Financial regulation needs more rigorous analysis and better interagency communication.
The promise of improved government oversight of financial institutions in the wake of the 2008 financial crisis is compelling. However, reorganizing the government’s system of financial regulation is hardly an easy task and many of the problems and complications that could arise from this endeavor remain uncertain.
This is the caution to be gleaned from a report recently released by the Government Accountability Office (GAO) focusing on the hurdles of implementing the 2010 Dodd-Frank Wall Street Reform and Consumer Protection Act (Dodd-Frank).
In its report, the GAO reviewed Dodd-Frank regulations that were in effect as of July 21, 2011, such as the Securities and Exchange Commission’s (SEC) “Golden Parachute” rule.
The GAO examined whether the guidelines and procedures that regulators used to assess the future impact of the Dodd-Frank final rules were rigorous and in keeping with government “best practices.”
The GAO found that agencies’ regulatory analyses supporting their rules were often inconsistent with official Office of Management and Budget (OMB) cost-benefit analysis guidelines.
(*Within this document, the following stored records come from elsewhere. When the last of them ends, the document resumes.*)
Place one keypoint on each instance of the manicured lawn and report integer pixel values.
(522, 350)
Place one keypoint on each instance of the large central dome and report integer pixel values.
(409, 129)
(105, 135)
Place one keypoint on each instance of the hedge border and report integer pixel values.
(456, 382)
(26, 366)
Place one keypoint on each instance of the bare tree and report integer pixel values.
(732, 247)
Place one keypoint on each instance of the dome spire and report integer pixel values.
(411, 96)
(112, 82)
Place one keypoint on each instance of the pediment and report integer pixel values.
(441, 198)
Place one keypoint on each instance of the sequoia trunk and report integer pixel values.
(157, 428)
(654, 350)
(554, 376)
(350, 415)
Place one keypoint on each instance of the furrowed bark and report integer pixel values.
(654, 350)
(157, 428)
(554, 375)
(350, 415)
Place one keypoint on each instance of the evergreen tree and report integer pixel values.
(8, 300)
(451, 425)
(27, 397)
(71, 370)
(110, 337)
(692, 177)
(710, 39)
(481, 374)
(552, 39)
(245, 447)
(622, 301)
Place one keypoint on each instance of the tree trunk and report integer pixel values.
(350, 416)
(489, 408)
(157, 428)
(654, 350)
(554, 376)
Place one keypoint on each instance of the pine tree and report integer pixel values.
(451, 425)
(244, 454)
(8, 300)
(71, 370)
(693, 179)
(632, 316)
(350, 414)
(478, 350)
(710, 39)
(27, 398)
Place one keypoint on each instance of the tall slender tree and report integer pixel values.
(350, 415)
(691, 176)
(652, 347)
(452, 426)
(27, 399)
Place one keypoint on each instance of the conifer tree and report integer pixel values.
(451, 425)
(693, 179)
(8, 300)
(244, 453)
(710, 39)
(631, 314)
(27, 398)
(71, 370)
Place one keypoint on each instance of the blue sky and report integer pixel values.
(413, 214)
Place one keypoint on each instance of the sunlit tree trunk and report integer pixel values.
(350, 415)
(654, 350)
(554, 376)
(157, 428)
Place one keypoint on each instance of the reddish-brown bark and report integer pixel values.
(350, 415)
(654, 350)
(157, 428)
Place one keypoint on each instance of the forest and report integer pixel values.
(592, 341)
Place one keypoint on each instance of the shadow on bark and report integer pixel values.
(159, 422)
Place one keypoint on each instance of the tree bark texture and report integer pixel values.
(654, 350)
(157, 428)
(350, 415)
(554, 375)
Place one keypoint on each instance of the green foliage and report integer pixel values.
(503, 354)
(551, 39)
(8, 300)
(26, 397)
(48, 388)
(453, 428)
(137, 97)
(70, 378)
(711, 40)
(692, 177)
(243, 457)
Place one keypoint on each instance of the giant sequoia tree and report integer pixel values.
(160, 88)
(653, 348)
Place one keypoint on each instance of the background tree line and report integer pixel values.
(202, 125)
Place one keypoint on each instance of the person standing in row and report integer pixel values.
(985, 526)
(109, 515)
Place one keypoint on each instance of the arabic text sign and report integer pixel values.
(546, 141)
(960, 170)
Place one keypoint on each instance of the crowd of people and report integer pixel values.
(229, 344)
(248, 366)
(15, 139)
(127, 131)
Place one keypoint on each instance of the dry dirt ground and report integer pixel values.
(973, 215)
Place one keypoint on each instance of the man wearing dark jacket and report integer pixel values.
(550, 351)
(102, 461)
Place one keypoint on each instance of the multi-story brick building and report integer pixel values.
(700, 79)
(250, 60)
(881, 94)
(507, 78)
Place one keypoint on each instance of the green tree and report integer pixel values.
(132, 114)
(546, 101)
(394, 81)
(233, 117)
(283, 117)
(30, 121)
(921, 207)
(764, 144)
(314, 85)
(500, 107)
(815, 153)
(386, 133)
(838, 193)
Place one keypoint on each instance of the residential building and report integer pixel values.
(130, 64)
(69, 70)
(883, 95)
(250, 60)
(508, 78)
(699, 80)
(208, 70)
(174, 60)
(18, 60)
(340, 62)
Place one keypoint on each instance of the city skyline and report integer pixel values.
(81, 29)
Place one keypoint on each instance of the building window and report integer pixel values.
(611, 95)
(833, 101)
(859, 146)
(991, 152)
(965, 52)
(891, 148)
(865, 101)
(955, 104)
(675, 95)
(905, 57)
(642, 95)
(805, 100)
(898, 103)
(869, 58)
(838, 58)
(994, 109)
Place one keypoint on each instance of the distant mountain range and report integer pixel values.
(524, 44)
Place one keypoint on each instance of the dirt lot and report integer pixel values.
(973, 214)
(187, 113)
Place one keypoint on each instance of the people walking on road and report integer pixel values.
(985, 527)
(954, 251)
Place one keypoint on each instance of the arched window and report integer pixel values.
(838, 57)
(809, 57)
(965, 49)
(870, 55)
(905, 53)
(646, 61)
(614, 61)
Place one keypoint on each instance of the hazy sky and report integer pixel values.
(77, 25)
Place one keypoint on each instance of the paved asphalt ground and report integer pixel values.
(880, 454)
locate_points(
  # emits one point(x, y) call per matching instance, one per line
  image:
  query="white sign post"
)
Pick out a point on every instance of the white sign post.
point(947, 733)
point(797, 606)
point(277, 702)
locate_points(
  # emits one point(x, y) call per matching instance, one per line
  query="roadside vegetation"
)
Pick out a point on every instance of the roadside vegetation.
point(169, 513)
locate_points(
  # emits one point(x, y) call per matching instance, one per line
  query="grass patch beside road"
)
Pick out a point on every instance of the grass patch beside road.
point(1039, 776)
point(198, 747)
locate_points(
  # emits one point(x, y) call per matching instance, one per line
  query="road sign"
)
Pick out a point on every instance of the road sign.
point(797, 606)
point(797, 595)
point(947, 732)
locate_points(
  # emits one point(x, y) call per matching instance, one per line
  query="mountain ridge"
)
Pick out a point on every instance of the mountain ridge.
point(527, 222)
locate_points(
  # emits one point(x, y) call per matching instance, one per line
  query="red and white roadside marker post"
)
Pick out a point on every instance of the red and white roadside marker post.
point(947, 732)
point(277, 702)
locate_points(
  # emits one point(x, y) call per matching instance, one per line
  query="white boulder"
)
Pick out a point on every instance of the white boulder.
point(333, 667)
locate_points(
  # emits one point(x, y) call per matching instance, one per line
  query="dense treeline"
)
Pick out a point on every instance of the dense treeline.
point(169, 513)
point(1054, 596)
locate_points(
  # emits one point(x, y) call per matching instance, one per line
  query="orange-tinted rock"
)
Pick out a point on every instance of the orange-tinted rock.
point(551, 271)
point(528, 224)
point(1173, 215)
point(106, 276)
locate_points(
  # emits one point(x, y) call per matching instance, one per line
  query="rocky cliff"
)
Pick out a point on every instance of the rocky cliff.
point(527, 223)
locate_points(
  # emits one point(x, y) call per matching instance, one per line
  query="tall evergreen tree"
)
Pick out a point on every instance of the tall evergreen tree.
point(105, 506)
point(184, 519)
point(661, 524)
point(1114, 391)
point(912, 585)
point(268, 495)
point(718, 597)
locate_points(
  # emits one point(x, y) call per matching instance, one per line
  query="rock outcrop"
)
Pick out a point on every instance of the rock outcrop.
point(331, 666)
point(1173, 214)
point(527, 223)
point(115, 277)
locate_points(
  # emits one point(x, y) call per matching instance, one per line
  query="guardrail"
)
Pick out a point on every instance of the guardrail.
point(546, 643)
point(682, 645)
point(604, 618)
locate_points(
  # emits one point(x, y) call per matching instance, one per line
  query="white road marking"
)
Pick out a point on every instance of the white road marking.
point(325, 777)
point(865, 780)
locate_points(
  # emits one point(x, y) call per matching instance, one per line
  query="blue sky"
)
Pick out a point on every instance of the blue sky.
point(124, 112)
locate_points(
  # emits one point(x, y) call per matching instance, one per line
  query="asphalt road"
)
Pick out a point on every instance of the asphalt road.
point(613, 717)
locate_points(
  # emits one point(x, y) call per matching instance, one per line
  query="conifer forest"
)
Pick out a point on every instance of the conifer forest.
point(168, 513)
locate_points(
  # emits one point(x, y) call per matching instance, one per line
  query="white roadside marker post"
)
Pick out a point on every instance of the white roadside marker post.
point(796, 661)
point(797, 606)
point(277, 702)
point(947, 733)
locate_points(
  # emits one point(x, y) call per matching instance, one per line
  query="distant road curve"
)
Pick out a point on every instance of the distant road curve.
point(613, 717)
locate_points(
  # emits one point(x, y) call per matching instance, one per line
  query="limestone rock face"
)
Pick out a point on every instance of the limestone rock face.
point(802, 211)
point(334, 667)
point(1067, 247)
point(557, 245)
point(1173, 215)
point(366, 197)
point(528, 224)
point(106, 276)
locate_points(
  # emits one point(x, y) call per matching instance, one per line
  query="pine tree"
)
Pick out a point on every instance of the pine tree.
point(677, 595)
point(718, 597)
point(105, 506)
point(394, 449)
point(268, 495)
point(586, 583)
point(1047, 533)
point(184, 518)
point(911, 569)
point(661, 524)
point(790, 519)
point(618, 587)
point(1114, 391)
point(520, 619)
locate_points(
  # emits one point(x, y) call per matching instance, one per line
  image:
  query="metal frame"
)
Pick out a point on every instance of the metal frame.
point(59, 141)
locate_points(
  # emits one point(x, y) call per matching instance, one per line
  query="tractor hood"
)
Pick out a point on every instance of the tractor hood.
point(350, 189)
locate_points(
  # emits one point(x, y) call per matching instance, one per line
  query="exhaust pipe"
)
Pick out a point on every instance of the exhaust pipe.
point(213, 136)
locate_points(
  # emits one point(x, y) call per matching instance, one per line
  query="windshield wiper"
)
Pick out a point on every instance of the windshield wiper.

Although the GAO recognized that many “costs” of financial rules (beyond paperwork costs) can be difficult to quantify, it recommended that agencies should attempt to include express consideration of the uncertainty about these costs in their analyses to give a more complete picture of the strengths and weaknesses of each rule.
The GAO also analyzed how the myriad financial regulators at the federal level must coordinate with each other to implement the Dodd-Frank rules. GAO found that interagency coordination was often ad hoc and poorly organized and recommended the establishment of more formal interagency communication protocols.
The GAO attempted to study the impact of the rules themselves, but concluded that little meaningful data on the impact of Dodd-Frank rules existed because the agencies responsible for rule implementation had developed few metrics to determine their effects. The GAO admonished financial regulators to identify quickly what metrics and data will be needed to assess the impact of these rules retrospectively.
The GAO also recommended that the Financial Stability Oversight Council (FSOC), an oversight group created by Dodd-Frank to monitor the financial stability of the United States, assume responsibility for seeing that the GAO’s recommendations in its report are followed.
In commenting on the GAO’s findings and recommendations, the financial regulatory agencies charged with implementing Dodd-Frank largely agreed — but noted the challenges of financial rulemaking, especially when the data the regulators need are proprietary. The agencies emphasized that regulated companies are reluctant to release the information needed by the government to conduct thorough cost-benefit analyses.
Congress passed Dodd-Frank in 2010 to augment regulatory oversight of financial institutions and strengthen consumer protections through the establishment of new agency, the Consumer Financial Protection Bureau (CFPB). To accomplish its goals, Dodd-Frank required CFPB along with a host of existing federal agencies, including the Office of the Comptroller of the Currency (OCC), the Federal Deposit Insurance Corporation (FDIC), and the Commodity Futures Trading Commission (CFTC), to create and enact hundreds of regulations over a number of years.
In its correspondence with the GAO, the CFPB revealed the magnitude of the interagency coordination challenge facing the federal government in implementing Dodd-Frank: it reported that over 600 interagency meetings have been held to discuss Dodd-Frank rulemakings. The CFPB noted that it was still working to hire staff and set up the agency but emphasized that good data collection and measurement were among its highest priorities.